FIG. 10 is a schematic sectional view of a rear surface portion of the cable snow removing device.

FIG. 11 is a schematic perspective view of a part of a skirt attached to the cable snow removing device.

FIG. 12 is a schematic cross-sectional view showing a state where the cable snow removing device is returned to a standby position at the base of the cable.
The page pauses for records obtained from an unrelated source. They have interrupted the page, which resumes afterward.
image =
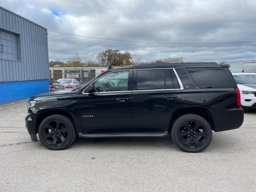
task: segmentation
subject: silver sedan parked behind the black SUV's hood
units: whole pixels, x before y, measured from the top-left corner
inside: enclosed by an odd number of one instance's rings
[[[75,89],[82,87],[82,83],[80,83],[76,79],[64,78],[56,80],[52,86],[50,86],[50,90],[64,90],[64,89]]]

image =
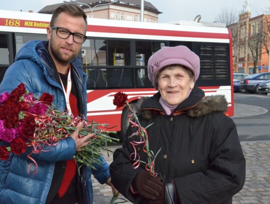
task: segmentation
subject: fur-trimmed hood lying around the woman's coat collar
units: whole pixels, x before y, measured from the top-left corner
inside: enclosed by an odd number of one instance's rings
[[[153,114],[164,114],[165,111],[158,102],[160,97],[160,93],[157,92],[152,97],[140,99],[135,106],[136,112],[147,120]],[[187,114],[190,117],[202,117],[212,112],[226,112],[227,109],[228,103],[224,95],[204,96],[203,91],[195,87],[189,97],[180,103],[172,114]]]

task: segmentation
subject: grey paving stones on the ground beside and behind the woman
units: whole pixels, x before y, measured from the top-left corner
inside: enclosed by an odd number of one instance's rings
[[[270,141],[244,141],[241,146],[246,159],[246,179],[242,190],[233,196],[232,204],[270,204]],[[118,147],[108,149],[114,151]],[[109,156],[104,151],[101,153],[111,163],[112,153]],[[111,188],[99,184],[94,177],[92,179],[94,204],[108,204],[112,197]]]

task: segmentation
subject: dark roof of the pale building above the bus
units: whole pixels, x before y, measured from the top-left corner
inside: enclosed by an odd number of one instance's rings
[[[99,4],[107,4],[110,2],[113,2],[113,4],[118,4],[118,5],[124,5],[125,7],[135,7],[135,8],[140,8],[140,3],[141,0],[78,0],[78,1],[73,1],[73,2],[77,2],[82,3],[82,7],[83,4],[87,4],[89,5],[89,7],[93,7],[95,5],[99,5]],[[73,4],[72,2],[68,2],[70,4]],[[53,5],[47,5],[44,8],[42,8],[41,10],[39,10],[37,13],[42,13],[42,14],[52,14],[53,10],[55,8],[57,8],[58,6],[62,5],[62,4],[67,4],[67,3],[60,3],[60,4],[53,4]],[[87,6],[85,6],[87,7]],[[150,10],[151,12],[157,13],[157,14],[162,14],[161,12],[159,12],[151,3],[144,1],[144,10]]]

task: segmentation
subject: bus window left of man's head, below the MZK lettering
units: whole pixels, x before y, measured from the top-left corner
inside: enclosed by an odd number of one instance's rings
[[[31,34],[31,33],[15,33],[16,53],[28,41],[31,40],[47,40],[47,35]]]

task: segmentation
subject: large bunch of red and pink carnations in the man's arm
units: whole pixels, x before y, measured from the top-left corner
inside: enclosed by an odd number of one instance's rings
[[[117,142],[118,139],[109,136],[112,131],[104,131],[99,127],[107,124],[99,124],[96,122],[88,122],[84,117],[69,116],[67,112],[57,110],[52,105],[53,95],[43,93],[38,97],[29,93],[25,89],[24,84],[19,84],[10,94],[4,92],[0,95],[0,159],[7,160],[10,152],[20,155],[25,153],[27,148],[31,148],[27,154],[32,163],[28,166],[35,165],[37,171],[37,163],[31,157],[31,154],[38,154],[42,151],[49,151],[44,147],[49,146],[50,149],[57,145],[61,139],[66,139],[76,130],[79,122],[83,123],[83,127],[79,131],[79,136],[83,137],[90,133],[95,136],[90,138],[91,141],[87,146],[82,147],[82,151],[78,151],[74,155],[74,159],[81,165],[90,166],[100,163],[100,148],[107,149],[107,144]]]

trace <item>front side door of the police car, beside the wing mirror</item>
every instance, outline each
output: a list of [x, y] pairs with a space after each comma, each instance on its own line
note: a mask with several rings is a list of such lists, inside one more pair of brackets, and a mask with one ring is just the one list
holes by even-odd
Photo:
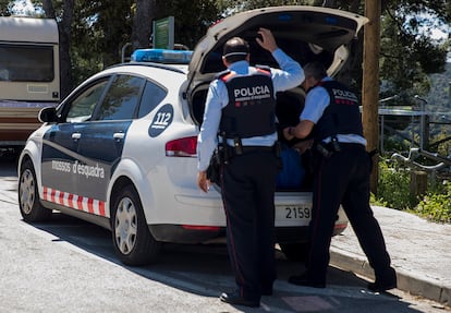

FIG. 13 is a schematic electric circuit diagram of the cable snow removing device.

[Explanation of symbols]

1 cable snow removal equipment 2 cables 3 snow 5 dolly 6 cutting edges 7 flange 8 body plate 9 frames 10 wheels 11 axes 12 Bearing block 13 Support block 15 Drive means 16 DC motor 17 Electromagnetic clutch 23 Thermal insulation 24 heater

   ─────────────────────────────────────────────────── ─── Continued front page    (72) Inventor Yoshifumi Sakamoto             5-9-1 Nishihashimoto, Sagamihara City, Kanagawa             Honetsu Steel Co., Ltd.             In the center (72) Inventor Isamu Tsuchida             5-9-1 Nishihashimoto, Sagamihara City, Kanagawa             Honetsu Steel Co., Ltd.             In the center (72) Inventor, Taniguchi T.             2-8-3 Tonomachi, Kawasaki-ku, Kawasaki-shi, Kanagawa Prefecture             1 High Frequency Industry Co., Ltd. (72) Inventor Shigeki Kishihara             2-8-3 Tonomachi, Kawasaki-ku, Kawasaki-shi, Kanagawa Prefecture             1 High Frequency Industry Co., Ltd. (72) Inventor Yoshiyuki Morishita             2-8-3 Tonomachi, Kawasaki-ku, Kawasaki-shi, Kanagawa Prefecture             1 High Frequency Industry Co., Ltd.

Claims (2)

[Claims] 1. A plurality of wheels, which are arranged so as to surround the cable and have a declination with respect to the circumferential direction of the cable so as to be in contact with the cable, and drive means for driving the wheels. A cable snow removing device having a trolley and a cutting blade attached to the tip of the trolley so that the blade edge is almost in contact with the cable. 2. The cable snow removing device according to claim 1, wherein the driving means is a DC motor, and the carriage is provided with a battery for driving the DC motor.